I think if that wasn’t done in most cases you’d get garbled geometry. Could just be a toggle though so easy to add, I’ll play with it a bit.

Curious in your case what do you think should happen with 2 line strips?

See attached for what happens with the workaround setup (which is what would happen if sort POP didn’t update verts) and line break POP usage which has some interesting features to rebuild line strips, and in that case preserving how points were split between the two line strips

ReorderVertsLineBreak.toe (10.1 KB)

Thanks for the breakdown Vincent and Guillaume!

Yes, it makes a lot of sense to preserve Topology because that would be the desired outcome I think in 99% of the cases.

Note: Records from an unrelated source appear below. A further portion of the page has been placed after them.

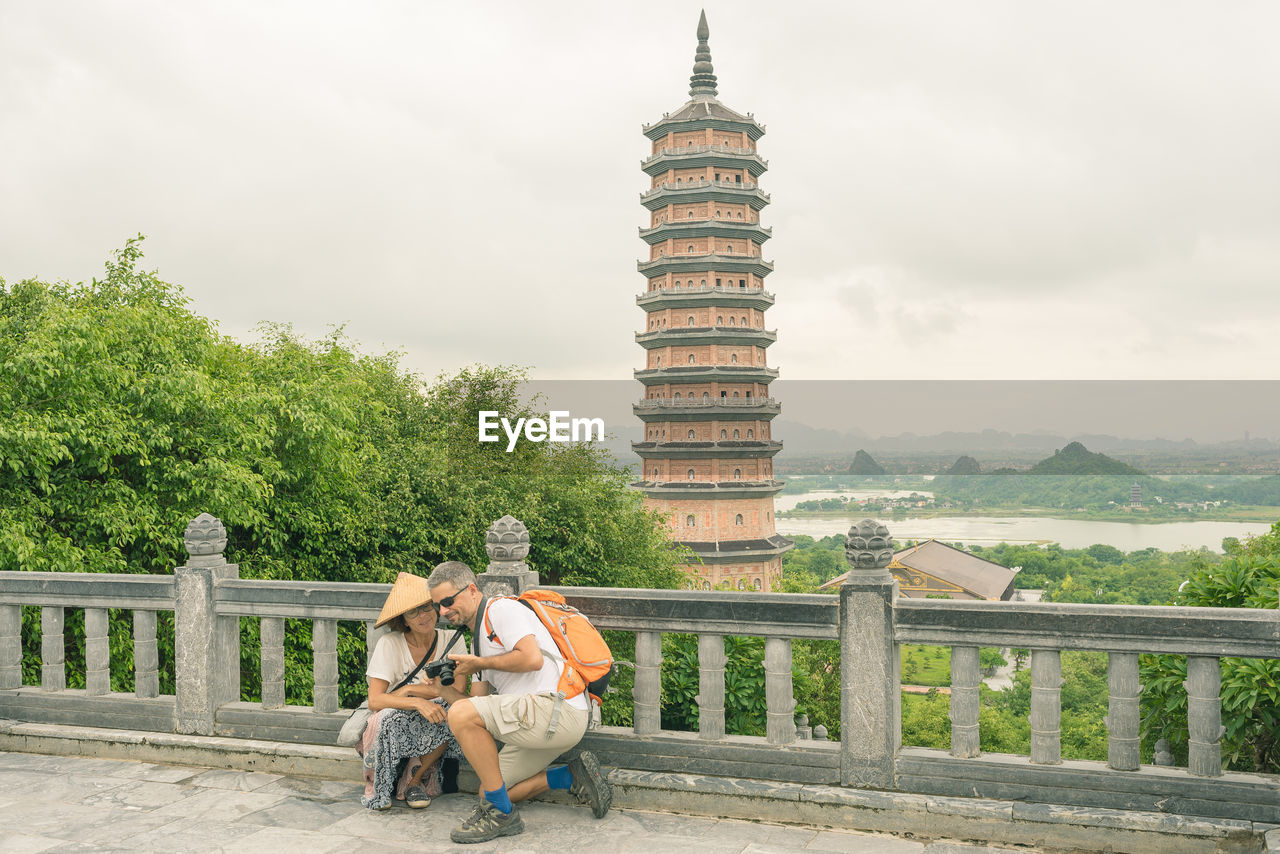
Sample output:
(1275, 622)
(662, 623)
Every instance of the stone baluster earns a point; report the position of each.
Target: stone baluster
(97, 652)
(1203, 716)
(965, 677)
(272, 639)
(648, 688)
(711, 686)
(869, 683)
(1046, 707)
(780, 699)
(10, 645)
(324, 649)
(507, 546)
(1123, 711)
(146, 656)
(53, 654)
(371, 636)
(205, 644)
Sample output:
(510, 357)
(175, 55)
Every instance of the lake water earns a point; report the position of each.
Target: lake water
(987, 530)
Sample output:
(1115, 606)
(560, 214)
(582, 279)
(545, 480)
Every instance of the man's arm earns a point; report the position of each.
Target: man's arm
(524, 657)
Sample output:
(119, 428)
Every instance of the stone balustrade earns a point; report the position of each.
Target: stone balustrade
(208, 599)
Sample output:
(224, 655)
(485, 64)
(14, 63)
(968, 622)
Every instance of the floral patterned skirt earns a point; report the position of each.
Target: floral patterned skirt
(391, 738)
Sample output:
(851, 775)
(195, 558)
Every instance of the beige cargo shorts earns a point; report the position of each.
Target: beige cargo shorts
(520, 721)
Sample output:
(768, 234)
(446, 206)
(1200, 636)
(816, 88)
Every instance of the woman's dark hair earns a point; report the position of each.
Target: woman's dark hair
(400, 624)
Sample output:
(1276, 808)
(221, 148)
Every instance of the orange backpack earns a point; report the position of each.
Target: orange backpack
(588, 661)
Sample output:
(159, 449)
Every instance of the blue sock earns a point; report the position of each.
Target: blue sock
(499, 799)
(560, 777)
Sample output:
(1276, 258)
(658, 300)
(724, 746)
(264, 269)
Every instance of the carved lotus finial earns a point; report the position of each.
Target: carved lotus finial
(507, 540)
(205, 535)
(869, 546)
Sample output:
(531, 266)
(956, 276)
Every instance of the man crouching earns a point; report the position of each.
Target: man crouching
(512, 699)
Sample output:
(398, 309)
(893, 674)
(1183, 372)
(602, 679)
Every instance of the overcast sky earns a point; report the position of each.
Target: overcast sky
(970, 190)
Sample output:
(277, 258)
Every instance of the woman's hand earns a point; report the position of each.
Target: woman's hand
(433, 712)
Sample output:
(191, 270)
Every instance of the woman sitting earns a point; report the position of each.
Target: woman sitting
(406, 735)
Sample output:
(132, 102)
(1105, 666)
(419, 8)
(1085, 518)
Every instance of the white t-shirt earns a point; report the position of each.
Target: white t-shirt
(392, 658)
(512, 621)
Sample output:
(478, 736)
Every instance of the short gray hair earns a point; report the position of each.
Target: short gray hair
(455, 572)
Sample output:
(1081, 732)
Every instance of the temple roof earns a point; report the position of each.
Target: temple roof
(978, 576)
(702, 88)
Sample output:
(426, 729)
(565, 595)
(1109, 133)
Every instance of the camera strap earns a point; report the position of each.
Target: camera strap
(479, 628)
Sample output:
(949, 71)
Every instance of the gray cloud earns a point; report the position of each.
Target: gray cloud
(976, 190)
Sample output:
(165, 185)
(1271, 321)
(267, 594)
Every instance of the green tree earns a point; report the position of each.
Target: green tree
(127, 415)
(1249, 688)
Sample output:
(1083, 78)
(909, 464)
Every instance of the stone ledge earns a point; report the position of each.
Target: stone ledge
(922, 817)
(242, 754)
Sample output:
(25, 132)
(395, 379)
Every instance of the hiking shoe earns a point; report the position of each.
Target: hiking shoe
(485, 823)
(589, 784)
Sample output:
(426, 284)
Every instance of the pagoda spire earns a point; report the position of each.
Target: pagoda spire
(703, 81)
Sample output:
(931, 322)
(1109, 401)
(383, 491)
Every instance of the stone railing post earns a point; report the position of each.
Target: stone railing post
(869, 690)
(206, 645)
(507, 544)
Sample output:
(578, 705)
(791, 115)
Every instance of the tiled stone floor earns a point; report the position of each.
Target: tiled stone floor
(73, 804)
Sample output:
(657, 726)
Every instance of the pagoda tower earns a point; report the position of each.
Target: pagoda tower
(708, 451)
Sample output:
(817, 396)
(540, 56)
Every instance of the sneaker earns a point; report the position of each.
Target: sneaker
(589, 784)
(485, 823)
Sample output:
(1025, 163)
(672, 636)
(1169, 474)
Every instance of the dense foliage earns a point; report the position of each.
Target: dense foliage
(1249, 578)
(127, 415)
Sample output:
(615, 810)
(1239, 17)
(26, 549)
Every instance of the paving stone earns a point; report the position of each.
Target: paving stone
(234, 780)
(302, 813)
(97, 826)
(315, 788)
(53, 788)
(152, 772)
(274, 840)
(150, 807)
(138, 794)
(841, 841)
(192, 837)
(23, 844)
(218, 805)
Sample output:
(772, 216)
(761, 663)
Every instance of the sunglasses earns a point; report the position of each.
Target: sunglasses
(447, 602)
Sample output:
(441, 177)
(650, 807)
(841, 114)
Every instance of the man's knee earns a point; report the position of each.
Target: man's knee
(464, 713)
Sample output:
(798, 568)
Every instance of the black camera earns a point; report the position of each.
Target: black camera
(442, 668)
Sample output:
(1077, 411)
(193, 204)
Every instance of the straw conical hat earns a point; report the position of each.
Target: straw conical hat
(407, 593)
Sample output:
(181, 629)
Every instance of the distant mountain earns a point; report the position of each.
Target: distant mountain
(965, 465)
(1078, 460)
(863, 464)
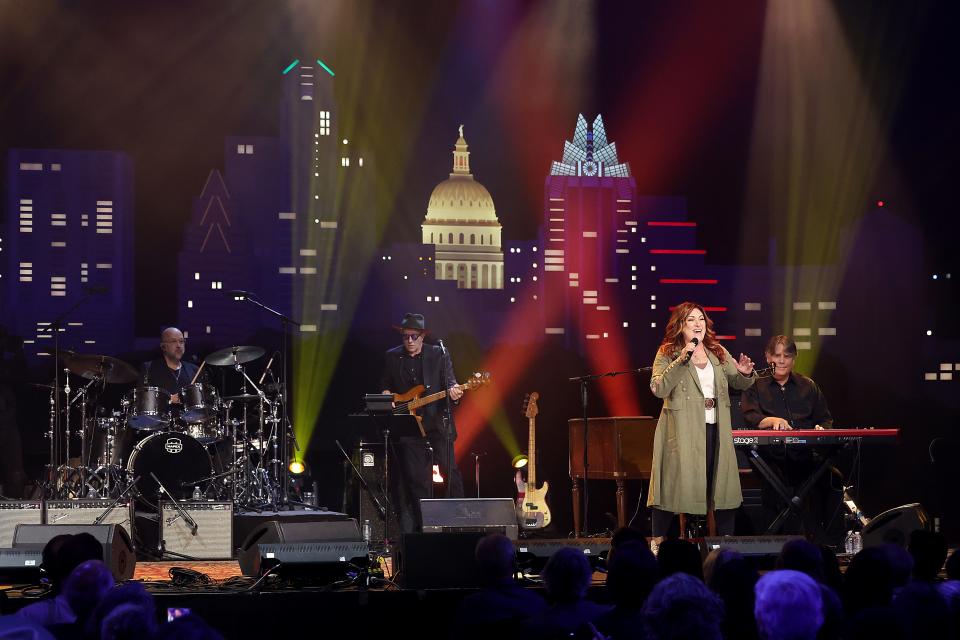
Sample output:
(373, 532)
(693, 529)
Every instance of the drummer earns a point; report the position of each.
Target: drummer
(169, 371)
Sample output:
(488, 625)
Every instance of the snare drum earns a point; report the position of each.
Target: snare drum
(200, 402)
(147, 408)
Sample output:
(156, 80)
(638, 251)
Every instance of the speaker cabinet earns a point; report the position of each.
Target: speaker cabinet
(14, 512)
(117, 550)
(87, 511)
(214, 536)
(470, 515)
(301, 545)
(358, 502)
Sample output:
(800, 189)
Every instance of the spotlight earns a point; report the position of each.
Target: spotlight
(296, 467)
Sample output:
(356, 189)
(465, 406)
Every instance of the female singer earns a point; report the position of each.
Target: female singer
(694, 464)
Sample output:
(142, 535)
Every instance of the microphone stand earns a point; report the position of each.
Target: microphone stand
(447, 423)
(161, 547)
(50, 489)
(113, 506)
(584, 382)
(285, 322)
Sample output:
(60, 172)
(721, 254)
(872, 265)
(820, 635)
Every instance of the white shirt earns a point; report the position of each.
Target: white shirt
(706, 384)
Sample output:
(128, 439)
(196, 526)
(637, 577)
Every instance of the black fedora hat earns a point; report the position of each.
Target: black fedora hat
(412, 321)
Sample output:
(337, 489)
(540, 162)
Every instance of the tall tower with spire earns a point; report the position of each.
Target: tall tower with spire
(462, 225)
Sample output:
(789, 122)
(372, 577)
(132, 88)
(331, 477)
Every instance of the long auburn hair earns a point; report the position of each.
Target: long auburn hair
(673, 340)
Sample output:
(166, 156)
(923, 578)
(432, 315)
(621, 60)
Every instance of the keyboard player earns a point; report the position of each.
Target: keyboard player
(785, 401)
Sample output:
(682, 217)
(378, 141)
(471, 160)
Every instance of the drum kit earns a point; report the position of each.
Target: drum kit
(195, 444)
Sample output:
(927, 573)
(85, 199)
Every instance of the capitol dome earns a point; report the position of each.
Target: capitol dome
(461, 198)
(462, 225)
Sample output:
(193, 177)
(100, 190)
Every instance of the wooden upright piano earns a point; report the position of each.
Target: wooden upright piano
(619, 449)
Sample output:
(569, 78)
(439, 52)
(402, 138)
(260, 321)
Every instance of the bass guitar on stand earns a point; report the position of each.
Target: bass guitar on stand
(532, 509)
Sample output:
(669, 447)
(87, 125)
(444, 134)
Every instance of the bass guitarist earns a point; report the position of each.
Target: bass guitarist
(411, 364)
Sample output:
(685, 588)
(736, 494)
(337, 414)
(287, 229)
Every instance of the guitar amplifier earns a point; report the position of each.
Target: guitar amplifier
(469, 515)
(86, 511)
(214, 539)
(14, 512)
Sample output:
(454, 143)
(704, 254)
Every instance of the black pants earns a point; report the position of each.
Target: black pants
(411, 472)
(660, 520)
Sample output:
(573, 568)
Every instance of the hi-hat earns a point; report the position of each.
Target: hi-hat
(234, 355)
(92, 366)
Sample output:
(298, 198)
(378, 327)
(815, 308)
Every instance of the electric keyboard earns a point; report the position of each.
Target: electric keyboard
(809, 437)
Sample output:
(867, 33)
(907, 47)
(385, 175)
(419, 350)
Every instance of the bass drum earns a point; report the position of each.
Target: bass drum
(179, 461)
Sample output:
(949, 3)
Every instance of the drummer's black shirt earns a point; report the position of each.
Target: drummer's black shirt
(156, 373)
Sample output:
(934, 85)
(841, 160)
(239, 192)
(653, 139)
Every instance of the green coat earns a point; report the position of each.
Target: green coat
(678, 480)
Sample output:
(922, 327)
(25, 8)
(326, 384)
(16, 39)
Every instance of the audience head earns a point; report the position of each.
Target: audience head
(496, 557)
(128, 622)
(681, 606)
(800, 555)
(127, 593)
(679, 556)
(51, 562)
(788, 606)
(952, 566)
(632, 573)
(929, 550)
(86, 586)
(567, 575)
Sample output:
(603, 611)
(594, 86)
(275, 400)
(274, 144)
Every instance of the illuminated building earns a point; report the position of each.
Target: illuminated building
(68, 242)
(462, 224)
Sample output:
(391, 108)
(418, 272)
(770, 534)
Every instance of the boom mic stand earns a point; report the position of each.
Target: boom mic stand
(285, 321)
(161, 546)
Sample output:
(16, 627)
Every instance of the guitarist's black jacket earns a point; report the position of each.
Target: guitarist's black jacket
(402, 372)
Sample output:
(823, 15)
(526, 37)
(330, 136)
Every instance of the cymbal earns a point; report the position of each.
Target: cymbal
(234, 355)
(91, 366)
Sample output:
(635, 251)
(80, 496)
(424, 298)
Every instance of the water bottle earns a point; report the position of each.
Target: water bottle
(367, 530)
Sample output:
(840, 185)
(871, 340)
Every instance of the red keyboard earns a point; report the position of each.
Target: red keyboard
(804, 437)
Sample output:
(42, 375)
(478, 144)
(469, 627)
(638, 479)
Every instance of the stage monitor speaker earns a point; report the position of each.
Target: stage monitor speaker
(358, 502)
(20, 567)
(470, 515)
(761, 551)
(86, 511)
(532, 555)
(297, 543)
(14, 512)
(214, 536)
(439, 560)
(118, 552)
(895, 525)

In the case of 2 line strips, the result of line break is quite handy indeed and makes perfect sense since there’s two line strips involved and the break is performed sequentially by primitive index.
The workaround outcome is indeed what I would expect considering that we are sorting things along the x axis. The break in there is expected too because we have two line strips at play, so I would not expect the line to be connected, unless we would explicitely say “merge points“, or something like that via some method.

That being said, the use of a primitive POP, which you demonstrated there and @Guillaume.L suggested is something I did not consider for this, and does precisely what I needed, so I don’t think there’s a need for more than that, since I’m not sure this kind of thing will come up very often anyways.

I have a couple other observations that arose from playing with this, but I’ll make new topics for them for visibility.